Abstract

Immunohistochemistry and confocal microscopy were used to investigate μ opioid receptor (μOR) internalization in enteric neurons of the guinea-pig ileum following abdominal surgery. The following surgical procedures were performed under halothane or isofluorane anesthesia: a) midline abdominal skin incision, b) laparotomy or c) laparotomy with intestinal manipulation. Gastrointestinal transit was evaluated by using a non-absorbable marker and measuring fecal pellet output. In neurons from normal and control (anesthesia alone) animals, μOR was predominantly at the cell surface. μOR endocytosis following skin incision was not significantly different from controls (21.2±3.5% vs. 13.7±2.1%, mean±S.E.M.), whereas it was significantly increased by laparotomy (46.5±6.1%; P<0.01 vs. controls) or laparotomy plus intestinal manipulation (40.5±6.1%; P<0.01 vs. controls) 30 min following surgery compared with controls. μOR endocytosis remained elevated at 4 h (38.6±1.2%; P<0.01 vs. controls), whereas it was similar to controls at 6 and 12 h (17.5±5.8% and 11.2±3.0%). μOR endocytosis occurred in cholinergic and nitrergic neurons.

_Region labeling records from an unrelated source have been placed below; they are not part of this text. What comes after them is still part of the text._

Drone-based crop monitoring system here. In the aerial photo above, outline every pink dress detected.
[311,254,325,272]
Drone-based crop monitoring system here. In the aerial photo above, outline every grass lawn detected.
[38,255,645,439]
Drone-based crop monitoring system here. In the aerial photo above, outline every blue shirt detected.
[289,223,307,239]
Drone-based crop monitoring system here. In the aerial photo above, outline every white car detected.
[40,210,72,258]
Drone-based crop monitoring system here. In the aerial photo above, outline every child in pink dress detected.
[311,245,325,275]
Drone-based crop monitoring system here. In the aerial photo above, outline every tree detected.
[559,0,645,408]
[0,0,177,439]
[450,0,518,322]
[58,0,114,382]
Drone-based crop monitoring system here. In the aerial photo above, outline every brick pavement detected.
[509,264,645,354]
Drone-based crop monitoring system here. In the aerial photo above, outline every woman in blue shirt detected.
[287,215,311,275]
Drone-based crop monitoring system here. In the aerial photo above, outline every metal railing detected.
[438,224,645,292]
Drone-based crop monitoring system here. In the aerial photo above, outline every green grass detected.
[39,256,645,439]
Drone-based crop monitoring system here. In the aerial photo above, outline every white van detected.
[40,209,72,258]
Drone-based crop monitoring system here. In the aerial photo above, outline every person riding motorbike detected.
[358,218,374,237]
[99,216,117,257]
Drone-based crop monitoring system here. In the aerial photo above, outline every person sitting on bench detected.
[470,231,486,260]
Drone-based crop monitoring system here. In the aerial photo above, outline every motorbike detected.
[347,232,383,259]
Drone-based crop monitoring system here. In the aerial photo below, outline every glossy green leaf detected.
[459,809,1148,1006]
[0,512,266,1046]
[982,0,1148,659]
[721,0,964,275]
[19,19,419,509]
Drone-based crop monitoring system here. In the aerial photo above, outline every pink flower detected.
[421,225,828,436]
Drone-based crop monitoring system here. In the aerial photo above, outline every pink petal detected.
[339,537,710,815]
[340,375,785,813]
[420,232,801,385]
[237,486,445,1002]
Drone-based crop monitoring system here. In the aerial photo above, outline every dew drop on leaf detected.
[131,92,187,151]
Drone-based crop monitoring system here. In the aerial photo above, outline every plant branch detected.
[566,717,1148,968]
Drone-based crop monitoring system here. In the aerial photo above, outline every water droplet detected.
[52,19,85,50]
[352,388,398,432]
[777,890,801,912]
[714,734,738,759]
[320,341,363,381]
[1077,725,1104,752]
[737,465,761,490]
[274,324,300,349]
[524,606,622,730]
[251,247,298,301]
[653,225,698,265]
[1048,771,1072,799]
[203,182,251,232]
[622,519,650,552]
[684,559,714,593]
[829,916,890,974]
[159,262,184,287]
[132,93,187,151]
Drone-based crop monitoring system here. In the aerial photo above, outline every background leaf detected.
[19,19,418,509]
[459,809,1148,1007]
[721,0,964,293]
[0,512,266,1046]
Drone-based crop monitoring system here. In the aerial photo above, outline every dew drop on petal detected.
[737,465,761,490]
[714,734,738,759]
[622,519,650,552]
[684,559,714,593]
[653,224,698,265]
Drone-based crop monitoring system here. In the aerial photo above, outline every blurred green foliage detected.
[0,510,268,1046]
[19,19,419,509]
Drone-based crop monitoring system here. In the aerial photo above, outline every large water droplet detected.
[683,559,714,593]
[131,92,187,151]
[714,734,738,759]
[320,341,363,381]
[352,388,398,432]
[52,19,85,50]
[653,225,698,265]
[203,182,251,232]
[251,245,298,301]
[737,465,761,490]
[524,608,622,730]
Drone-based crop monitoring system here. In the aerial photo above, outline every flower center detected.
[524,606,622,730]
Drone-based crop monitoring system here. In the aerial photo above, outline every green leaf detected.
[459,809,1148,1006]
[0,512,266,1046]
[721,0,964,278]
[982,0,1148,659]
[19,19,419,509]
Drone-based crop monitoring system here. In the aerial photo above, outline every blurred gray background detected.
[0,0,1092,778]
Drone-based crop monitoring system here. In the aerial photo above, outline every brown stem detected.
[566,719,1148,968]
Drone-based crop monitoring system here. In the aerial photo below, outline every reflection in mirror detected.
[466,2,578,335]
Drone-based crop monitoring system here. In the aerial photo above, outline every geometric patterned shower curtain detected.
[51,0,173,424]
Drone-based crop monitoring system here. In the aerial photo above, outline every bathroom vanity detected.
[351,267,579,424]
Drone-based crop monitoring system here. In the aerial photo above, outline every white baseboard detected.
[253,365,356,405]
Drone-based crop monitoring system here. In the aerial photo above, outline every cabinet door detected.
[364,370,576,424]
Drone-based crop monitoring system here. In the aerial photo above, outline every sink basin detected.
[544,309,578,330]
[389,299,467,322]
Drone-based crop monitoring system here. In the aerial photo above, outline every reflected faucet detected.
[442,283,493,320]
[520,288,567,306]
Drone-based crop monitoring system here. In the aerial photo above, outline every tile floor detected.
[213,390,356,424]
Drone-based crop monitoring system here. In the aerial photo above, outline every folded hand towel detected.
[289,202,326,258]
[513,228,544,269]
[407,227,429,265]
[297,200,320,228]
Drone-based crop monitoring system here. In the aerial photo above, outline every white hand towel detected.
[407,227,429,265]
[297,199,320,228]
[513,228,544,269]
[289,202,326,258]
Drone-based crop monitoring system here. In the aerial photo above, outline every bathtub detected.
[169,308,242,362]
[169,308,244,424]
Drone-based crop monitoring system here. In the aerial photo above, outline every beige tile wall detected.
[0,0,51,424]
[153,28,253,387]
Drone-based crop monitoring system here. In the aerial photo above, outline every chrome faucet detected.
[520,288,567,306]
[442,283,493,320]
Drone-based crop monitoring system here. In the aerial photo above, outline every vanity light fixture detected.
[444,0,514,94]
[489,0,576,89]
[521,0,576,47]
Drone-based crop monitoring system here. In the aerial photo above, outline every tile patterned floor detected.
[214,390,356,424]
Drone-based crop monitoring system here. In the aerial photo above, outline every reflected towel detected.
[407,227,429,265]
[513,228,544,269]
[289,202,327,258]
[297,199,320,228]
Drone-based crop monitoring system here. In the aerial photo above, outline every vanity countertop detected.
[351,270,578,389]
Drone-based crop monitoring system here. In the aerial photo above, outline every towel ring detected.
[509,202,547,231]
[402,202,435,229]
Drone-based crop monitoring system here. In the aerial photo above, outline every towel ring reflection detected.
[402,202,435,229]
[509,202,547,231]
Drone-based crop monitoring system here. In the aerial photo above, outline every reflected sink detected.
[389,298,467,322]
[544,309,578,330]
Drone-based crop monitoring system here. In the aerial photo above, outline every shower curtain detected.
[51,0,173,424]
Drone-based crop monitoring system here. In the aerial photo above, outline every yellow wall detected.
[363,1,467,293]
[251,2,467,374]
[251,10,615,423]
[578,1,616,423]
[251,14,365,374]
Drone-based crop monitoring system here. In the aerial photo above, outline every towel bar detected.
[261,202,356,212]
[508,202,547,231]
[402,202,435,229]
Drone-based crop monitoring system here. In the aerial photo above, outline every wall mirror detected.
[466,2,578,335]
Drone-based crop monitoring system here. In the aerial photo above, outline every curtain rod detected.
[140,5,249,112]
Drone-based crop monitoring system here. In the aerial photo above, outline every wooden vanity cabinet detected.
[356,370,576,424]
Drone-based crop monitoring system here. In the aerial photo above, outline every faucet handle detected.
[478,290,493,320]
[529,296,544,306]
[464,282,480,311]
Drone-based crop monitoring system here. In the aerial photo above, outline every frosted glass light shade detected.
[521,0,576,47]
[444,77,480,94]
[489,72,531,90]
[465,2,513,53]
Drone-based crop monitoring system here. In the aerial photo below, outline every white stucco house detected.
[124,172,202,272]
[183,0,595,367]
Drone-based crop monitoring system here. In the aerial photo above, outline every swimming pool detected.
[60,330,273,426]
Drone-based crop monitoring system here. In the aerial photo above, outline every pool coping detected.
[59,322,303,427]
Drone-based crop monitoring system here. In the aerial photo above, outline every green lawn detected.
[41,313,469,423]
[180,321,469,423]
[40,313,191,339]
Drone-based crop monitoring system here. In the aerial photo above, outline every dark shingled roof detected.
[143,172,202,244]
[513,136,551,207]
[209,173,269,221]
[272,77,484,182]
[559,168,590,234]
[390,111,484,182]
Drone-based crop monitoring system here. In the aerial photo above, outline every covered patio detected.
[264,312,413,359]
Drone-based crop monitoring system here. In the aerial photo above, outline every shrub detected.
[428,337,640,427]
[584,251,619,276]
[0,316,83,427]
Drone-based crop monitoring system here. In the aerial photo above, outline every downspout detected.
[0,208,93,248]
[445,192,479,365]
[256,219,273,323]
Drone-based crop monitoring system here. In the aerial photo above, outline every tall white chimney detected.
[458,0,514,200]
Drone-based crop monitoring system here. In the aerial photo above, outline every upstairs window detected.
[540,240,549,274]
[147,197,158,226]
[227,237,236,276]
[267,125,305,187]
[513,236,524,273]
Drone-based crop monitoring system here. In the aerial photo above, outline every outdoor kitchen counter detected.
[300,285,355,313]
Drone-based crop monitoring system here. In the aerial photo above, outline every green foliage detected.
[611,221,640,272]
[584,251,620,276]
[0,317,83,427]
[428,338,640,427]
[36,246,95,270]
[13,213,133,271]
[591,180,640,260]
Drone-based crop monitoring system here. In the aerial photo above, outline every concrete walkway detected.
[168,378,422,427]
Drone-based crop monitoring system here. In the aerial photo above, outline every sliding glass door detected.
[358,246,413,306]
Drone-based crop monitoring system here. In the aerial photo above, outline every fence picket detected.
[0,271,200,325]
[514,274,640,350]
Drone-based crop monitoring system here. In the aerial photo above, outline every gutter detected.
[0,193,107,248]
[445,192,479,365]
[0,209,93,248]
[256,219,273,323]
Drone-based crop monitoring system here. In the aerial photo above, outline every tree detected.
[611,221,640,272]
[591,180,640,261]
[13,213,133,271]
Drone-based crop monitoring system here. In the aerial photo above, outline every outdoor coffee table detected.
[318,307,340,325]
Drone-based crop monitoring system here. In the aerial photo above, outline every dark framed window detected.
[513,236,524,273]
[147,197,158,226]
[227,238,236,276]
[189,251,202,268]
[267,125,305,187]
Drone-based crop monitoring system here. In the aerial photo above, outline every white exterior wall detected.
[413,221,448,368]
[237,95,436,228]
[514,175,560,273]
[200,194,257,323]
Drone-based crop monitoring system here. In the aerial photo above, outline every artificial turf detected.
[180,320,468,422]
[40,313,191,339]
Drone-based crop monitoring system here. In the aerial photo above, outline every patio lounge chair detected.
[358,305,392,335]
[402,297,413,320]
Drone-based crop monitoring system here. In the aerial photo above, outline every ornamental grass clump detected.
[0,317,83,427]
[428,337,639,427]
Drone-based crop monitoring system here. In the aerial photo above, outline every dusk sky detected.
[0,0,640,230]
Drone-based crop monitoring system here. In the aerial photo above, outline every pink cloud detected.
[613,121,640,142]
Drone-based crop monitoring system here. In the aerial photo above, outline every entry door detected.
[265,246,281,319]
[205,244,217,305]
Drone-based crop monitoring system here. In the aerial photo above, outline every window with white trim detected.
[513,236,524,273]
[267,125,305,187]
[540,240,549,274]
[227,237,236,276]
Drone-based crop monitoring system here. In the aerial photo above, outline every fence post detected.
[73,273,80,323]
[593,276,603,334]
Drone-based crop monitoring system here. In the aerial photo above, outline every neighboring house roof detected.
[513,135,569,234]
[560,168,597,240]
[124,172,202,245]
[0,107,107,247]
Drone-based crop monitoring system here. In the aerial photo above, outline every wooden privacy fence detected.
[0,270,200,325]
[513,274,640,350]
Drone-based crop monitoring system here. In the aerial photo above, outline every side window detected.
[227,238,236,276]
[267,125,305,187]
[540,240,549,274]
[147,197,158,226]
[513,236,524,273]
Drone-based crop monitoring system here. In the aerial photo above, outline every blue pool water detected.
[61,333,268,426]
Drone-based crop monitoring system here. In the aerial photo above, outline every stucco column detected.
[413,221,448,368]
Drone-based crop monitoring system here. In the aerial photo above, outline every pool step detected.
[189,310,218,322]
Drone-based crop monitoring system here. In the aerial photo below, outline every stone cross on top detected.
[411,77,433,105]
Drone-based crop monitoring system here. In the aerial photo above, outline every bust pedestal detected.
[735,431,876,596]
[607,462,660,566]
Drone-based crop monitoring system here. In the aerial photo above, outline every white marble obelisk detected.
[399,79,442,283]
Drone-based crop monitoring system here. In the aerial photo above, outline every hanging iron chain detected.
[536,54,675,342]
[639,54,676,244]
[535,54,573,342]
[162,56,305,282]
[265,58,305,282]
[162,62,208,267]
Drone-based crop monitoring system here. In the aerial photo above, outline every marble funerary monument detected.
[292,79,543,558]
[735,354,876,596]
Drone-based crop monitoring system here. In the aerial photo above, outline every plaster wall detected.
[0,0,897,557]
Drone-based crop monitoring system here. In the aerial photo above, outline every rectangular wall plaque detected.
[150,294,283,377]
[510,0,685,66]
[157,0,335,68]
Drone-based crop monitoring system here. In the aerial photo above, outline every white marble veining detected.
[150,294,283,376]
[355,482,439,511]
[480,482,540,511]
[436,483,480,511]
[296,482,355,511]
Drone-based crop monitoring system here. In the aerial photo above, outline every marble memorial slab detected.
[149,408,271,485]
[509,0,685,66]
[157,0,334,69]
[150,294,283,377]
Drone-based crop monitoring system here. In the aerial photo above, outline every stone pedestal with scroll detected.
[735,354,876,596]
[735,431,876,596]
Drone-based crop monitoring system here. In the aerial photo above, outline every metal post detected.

Gastrointestinal transit was significantly delayed by laparotomy or laparotomy plus intestinal manipulation (12.8±1.2 and 13.8±0.6 h vs. 7.0±0.5 in controls; P<0.01), but was not significantly changed by skin incision (8.2±0.6 h). The findings of the present study support the concept that the noxious stimulation caused by abdominal surgery induces release of endogenous opioids thus resulting in μOR endocytosis in neurochemically distinct enteric neurons. μOR internalization can serve as indirect evidence of opioid release and as a means to visualize neuronal pathways activated by opioids.